Она пробежала глазами записку еще раз. Ни строчки приветствия, ни подписи! Удивительная для дипломата невежливость! Она сложила записку вдвое и небрежно кинула на стол. Тут ей бросилось в глаза, с какой тщательностью выписано ее имя.
«Интересно, как записка нашла меня, если на ней стоит одно только слово — «Конни»?» Ее голос эхом отозвался в полупустом номере, и у нее появилось жуткое ощущение, что она единственный постоялец этого огромного отеля.
В конце концов Лампура прославилась на весь мир только тем, что уже десять лет держит ее отца в заложниках. Видимо, из-за этого, а также из-за всевозможных мятежей, бунтов и революций, туристы не жалуют остров своим посещением.

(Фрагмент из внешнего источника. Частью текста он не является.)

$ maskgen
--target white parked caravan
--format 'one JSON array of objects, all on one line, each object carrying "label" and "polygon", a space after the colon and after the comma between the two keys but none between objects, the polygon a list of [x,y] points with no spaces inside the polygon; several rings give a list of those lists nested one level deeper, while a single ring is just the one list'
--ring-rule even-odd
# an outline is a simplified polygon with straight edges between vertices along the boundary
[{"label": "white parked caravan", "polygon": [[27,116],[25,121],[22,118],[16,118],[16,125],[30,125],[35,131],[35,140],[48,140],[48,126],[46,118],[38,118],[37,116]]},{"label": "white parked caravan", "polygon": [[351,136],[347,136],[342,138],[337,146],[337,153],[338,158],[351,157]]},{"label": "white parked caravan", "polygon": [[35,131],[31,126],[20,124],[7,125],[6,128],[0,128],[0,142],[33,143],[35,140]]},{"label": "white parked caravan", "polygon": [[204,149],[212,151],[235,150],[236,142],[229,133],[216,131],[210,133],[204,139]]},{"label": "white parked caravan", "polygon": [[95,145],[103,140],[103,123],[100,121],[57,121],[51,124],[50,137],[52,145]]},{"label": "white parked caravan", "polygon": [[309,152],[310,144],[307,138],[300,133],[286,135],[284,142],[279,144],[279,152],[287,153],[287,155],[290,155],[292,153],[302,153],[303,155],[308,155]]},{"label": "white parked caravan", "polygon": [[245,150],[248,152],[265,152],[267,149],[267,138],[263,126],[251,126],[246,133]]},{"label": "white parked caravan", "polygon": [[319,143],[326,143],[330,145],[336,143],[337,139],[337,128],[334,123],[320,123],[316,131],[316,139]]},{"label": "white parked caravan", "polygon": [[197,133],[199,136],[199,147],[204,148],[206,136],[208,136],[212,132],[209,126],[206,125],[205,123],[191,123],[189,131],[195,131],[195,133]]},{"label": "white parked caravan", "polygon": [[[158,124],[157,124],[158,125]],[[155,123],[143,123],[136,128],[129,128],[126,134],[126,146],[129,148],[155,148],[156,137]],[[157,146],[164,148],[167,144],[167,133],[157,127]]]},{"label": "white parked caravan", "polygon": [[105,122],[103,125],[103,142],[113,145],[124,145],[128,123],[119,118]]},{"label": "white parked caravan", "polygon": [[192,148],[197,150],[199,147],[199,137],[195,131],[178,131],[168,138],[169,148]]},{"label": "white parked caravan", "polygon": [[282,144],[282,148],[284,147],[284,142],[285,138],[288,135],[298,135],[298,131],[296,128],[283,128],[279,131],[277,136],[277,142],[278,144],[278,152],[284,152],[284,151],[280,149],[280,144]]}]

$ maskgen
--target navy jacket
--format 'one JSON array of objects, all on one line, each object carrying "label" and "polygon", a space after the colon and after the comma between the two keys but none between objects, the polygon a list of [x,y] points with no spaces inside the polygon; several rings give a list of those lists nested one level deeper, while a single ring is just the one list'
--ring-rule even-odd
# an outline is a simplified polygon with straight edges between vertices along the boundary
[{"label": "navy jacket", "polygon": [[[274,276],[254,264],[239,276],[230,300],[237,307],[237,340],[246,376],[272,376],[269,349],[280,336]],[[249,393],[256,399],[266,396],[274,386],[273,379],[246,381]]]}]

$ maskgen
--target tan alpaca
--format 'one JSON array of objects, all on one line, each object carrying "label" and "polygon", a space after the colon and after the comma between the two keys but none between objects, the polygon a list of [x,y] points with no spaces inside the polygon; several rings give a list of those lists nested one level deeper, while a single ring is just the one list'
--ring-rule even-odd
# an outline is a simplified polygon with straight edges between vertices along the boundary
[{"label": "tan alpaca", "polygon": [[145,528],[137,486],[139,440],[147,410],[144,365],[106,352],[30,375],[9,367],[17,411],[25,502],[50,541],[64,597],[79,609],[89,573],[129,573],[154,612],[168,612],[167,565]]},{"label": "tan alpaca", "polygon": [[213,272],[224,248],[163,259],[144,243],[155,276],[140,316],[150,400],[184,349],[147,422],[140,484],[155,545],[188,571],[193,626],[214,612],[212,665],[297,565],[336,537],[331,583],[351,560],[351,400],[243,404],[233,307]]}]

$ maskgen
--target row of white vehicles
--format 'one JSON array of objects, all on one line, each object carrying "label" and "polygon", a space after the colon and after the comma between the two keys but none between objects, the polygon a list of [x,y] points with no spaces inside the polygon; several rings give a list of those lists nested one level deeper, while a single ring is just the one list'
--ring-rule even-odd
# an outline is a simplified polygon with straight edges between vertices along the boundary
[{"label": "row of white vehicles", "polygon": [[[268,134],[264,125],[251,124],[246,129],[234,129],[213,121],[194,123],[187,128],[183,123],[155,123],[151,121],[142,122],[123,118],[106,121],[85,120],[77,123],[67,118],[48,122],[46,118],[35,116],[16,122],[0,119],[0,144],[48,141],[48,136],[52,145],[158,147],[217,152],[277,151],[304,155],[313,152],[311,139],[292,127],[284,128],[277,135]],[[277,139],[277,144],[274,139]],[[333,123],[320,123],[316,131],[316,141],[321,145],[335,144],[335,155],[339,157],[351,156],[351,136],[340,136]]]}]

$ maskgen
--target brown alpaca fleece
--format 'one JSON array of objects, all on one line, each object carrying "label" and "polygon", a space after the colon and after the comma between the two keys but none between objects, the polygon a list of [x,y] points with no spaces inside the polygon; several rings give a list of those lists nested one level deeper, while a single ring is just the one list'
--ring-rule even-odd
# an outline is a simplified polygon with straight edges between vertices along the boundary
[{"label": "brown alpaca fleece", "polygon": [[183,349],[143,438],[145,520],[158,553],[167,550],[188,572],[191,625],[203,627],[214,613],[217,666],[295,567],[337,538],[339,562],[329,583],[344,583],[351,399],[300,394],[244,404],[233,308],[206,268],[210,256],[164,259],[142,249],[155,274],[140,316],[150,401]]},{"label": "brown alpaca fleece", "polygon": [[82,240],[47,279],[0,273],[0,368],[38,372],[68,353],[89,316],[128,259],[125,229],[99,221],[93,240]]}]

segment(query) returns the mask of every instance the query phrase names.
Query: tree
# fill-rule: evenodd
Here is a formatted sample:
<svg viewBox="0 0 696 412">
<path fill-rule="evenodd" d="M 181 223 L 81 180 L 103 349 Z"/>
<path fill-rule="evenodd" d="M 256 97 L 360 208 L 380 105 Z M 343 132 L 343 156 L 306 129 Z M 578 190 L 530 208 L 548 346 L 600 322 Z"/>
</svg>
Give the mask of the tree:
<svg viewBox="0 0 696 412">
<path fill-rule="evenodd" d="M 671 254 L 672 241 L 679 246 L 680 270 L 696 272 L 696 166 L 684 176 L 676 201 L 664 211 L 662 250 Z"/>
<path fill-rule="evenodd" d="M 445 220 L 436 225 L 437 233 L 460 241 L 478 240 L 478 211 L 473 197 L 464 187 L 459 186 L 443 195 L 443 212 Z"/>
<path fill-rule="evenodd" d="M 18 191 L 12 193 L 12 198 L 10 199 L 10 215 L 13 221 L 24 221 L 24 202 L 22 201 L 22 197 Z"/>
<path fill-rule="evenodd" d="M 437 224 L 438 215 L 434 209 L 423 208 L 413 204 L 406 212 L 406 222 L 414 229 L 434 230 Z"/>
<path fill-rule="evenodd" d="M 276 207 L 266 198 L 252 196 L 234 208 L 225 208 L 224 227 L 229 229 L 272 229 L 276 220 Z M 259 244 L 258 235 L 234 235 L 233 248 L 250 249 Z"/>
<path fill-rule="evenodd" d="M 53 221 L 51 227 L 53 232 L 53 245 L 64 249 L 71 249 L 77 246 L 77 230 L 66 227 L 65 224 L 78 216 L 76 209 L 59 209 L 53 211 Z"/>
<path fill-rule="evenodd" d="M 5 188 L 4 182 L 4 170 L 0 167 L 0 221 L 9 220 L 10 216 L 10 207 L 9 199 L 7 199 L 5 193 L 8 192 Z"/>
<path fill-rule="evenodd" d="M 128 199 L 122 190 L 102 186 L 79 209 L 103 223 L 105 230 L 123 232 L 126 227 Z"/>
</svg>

Ее осенило. Если ей удастся войти в контакт с правительством Лампуры и переговорить с премьер-министром, она намекнет ему на увеличение притока туристов в страну в случае освобождения ее отца! Поддержка прессы и помощь людей доброй воли… Нет! Спасение отца целиком зависит от нее и только от нее. Она не может положиться на симпатичных, но беспомощных третьих секретарей посольства. Но все-таки нет да нет, лицо Ника всплывало перед ее взором. Ей не терпелось спросить его о том, что он собирается предпринять.
— Он хочет мне помочь, — громко сказала она сама себе вслух, как будто мысль, произнесенная вслух, может стать реальностью.
Приглашение она решила принять.
— Там будут другие дипломаты, — разговаривала она сама с собой, открывая чемоданы, — те, которые на самом деле что-то могут сделать и которые на лучшем счету в министерстве иностранных дел, чем милый и скромный Ник Этуэлл.